Brian Chappell, chief security strategist at BeyondTrust, believes the research is more beneficial to business users who fear they could be in the midst of compromised devices that are listening for keywords that indicate valuable information is being spoken. “Where this technology would potentially be more interesting is in a more authoritarian surveillance state where AI video and voice print analysis is used against citizens,” James Maude, BeyondTrust’s Lead Cyber Security Researcher, told Lifewire over email. Maude suggested that a better alternative would be to implement privacy controls on how data is captured, stored, and used by these devices. Moreover, Chappell believes the usefulness of the researcher’s method is limited since it isn’t designed to stop human eavesdropping. “For the home, bear in mind that, at least in theory, using such a tool will cause Siri, Alexa, Google Home, and any other system that’s activated with a spoken trigger word to ignore you,” said Chappell. But experts believe that with the increasing inclusion of AI/ML specific technology in our smart devices, it’s entirely possible that this technology could end up inside our phones, in the near future. Maude is concerned since AI technologies can learn quickly to differentiate between noise and real audio. He thinks that while the system might be initially successful, it could quickly turn into a cat and mouse game as a listening device learns to filter out the jamming noises.
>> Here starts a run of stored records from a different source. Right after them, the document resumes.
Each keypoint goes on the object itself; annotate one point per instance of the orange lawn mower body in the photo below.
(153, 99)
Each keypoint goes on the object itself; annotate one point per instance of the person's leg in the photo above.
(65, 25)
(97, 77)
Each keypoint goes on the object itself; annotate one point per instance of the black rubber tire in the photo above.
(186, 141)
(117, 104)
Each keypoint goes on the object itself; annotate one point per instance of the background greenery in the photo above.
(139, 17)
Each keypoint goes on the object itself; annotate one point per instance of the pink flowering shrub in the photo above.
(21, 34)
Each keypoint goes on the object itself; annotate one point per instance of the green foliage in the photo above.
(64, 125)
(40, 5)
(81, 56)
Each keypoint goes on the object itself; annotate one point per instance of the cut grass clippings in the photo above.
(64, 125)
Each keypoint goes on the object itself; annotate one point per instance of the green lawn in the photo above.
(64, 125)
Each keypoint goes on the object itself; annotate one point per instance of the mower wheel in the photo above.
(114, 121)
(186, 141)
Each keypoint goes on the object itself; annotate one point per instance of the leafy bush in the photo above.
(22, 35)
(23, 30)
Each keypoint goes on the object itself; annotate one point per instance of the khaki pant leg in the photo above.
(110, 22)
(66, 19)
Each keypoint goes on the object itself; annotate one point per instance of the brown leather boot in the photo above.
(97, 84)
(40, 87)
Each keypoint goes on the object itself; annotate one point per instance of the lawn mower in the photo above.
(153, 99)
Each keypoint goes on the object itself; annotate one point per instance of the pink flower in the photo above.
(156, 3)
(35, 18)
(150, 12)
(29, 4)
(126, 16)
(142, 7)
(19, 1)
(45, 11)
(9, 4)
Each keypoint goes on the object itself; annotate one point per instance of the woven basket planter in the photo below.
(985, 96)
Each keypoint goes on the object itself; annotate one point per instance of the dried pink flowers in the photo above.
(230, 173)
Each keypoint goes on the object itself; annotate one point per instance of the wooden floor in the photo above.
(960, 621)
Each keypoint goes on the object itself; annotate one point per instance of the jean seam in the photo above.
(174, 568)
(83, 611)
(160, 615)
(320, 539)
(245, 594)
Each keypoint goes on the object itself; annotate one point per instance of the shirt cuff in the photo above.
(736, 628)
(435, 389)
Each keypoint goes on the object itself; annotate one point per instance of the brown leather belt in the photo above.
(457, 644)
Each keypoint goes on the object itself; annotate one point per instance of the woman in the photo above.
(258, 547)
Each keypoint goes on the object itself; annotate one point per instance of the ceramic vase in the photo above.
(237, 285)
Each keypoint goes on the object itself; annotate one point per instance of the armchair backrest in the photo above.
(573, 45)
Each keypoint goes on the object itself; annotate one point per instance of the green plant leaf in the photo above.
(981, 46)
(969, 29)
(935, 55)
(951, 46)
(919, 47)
More worryingly, Maude pointed out that anyone using it could, in fact, draw attention to themselves as disrupting the voice recognition would appear unusual and might indicate you are trying to hide something. “Personally, if I am concerned about devices listening in, my solution would not be to add another listening device that seeks to generate background noise,” shared Maude. “Especially as it just increases the risk of a device or app being hacked and able to listen to me.”